Renewable energy continues to grow spectacularly. Investments grow faster than in almost any other economic sector. Prices comes down all the time. It has such a success that a new problem comes to the fore. How do we going to sell this huge amount of dirt-cheap renewable energy?
Supply and demand
In the Netherlands, TNO dealt with the question how supply and demand of renewable energy will look like in 2030. There are major plans for the construction of ever more wind parks in the North Sea; present plans foresee a wind capacity about ten times the present supply. And as more wind turbines are being built, their competition will be fiercer. Causing prices to fall. Companies will have to buy a major share of this renewable energy. TNO foresees a problem of oversupply and a lack of demand. But large-scale electrification is on the horizon already, with the tower-high present gas prices. This prospect will commercial parties to invest less in such wind parks.
And yet, the Netherlands badly need wind parks in the North Sea in order to meet their climate goals by 2030. TNO’s conclusion is that we need to step up efforts for the sale of renewable electricity. So far, policy’s main goal is to increase the production of renewable energy; policy on the demand side is virtually non-existent. The wind sector requires certainty in the demand for its production; in reverse, industry requires that its demand for renewable electricity can be met in the future, if it invests in electrification. Moreover, infrastructure needs to be on par in order to balance supply and demand in the future. Impulses that come with a very fast growing sector.
Towards dirt-cheap renewable energy
We need to deal with these issues now. The substitution of fossil energy by renewable energy implies a complete system change with price dynamics that accompany it. Propelled by the advent of dirt-cheap renewable energy. Have an eye as well on the major projects to come in Saudi Arabia. They do seriously prepare for a future without fossil fuels. Electricity prices in the order of a few cents per kWh are not far-fetched. Yes, the entire energy system will change. Energy storage will play a much more important part. But as renewable energy costs will keep on falling for some time, the price gap with fossil fuels will remain at a level at which we can afford energy storage as well.
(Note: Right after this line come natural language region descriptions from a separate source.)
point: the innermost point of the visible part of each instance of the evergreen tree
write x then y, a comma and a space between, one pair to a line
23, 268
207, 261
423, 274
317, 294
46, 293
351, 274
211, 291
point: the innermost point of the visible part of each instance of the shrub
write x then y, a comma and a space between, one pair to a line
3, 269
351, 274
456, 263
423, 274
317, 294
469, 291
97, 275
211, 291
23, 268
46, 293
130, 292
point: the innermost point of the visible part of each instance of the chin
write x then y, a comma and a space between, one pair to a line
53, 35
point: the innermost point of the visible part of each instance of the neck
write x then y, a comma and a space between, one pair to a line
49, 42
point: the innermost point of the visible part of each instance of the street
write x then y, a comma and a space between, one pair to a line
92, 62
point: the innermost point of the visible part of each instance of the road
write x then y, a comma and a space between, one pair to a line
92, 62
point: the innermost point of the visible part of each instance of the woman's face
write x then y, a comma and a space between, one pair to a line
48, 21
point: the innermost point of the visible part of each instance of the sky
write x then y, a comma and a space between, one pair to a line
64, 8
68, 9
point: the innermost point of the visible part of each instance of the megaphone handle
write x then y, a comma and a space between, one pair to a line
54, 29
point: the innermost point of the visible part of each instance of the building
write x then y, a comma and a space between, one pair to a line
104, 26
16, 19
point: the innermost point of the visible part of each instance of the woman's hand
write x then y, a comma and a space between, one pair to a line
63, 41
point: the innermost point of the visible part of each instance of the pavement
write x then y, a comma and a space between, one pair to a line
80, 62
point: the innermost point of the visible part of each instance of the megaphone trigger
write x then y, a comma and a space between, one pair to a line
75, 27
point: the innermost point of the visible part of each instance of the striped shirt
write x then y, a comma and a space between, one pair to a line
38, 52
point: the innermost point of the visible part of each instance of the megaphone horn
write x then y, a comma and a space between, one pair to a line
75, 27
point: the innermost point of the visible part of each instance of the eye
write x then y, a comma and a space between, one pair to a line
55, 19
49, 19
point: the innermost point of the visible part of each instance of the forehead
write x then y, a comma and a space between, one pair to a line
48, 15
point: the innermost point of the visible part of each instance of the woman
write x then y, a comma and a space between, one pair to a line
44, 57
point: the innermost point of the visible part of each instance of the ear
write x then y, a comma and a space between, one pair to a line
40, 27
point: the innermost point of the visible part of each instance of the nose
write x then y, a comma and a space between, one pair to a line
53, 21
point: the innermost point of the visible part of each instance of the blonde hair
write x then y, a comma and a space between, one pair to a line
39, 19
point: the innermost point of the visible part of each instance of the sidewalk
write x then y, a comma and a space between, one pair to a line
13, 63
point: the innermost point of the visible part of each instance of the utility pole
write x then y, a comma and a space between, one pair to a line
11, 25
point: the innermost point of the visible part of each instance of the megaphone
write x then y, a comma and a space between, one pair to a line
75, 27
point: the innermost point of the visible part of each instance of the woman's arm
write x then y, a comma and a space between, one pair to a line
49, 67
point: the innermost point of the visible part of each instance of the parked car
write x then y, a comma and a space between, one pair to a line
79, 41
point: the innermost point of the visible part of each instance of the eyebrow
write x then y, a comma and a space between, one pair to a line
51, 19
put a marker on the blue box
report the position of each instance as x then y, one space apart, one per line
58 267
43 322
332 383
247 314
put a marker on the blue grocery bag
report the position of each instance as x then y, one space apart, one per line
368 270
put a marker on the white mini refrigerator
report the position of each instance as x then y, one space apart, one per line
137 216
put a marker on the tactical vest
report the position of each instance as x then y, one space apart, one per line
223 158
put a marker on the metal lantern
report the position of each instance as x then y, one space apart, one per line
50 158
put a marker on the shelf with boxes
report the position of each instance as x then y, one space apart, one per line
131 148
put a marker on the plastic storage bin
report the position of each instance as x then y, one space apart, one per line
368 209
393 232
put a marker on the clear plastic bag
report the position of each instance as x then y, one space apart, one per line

Nevertheless, it is a good sign that policy now shows concern for the infrastructure required. But ultimately, this will only affect the speed of change, not the transition as such.
Investments in renewable energy have been on the rise for quite some time now. In the Netherlands, energy start-ups collected 10.8 million of venture capital, in 2017 that sum rose to 113 million. And the number of investment rounds rose explosively as well, from 2 in 2012 to 39 in 2017 and 52 in 2018. World-wide we witness the same development: investments in renewable energy rose from 60 billion in 2004 to over 300 billion in 2014, china taking the lead in this development. In 2022 this amount has risen to over 500 billion, if we include infrastructure to 820 billion. World-wide, 70% of all energy investments arte in renewable energy; the remainder is taken up by grids and energy storage. And technological developments still go on. Because of that, we now produce four times as much solar energy per unit of investment as ten years ago.
Society in transition
For industry, one of the major changes will be from natural gas as the energy source to electricity. The Dutch government now concludes agreements with industries willing to make this change. Dow in Terneuzen is one of the first companies expressing the wish to do so. In 2023, we will discover whether supply and demand of renewable electricity still match. Then, the new tender for the next wind park in the North Sea will start, by far the largest park so far. It will provide almost twice the amount of electricity as all wind turbines in the Dutch sector of the North Sea so far.
But one might argue: dirt-cheap renewable energy? Just recently, energy prices have skyrocketed? Yes, the war in Ukraine interrupted the international supply of fossil fuels; these have therefore become much more expensive. But costs of renewable energy keep on falling. Ultimately, the present war will turn out to be a major impulse for solar and wind energy. The price gap between fossil and renewable energy has now become very large indeed. So large in effect that any parties with second thoughts will be convinced; this will fundamentally change the conservative energy sector. About time, the sector missed many opportunities. Why did consumers have to take the lead in installing solar panels? Just to rtake one example?
Renewable energy will ultimately take the course of all new technologies. The start will be slow; but then, technology will have the opportunity to become mature. After that, the breakthrough. In the famous S-curve, developments will take a sharp turn upwards. We are in that phase now. Assisted, in this case, by the madness of Putin’s war. But it is going to happen.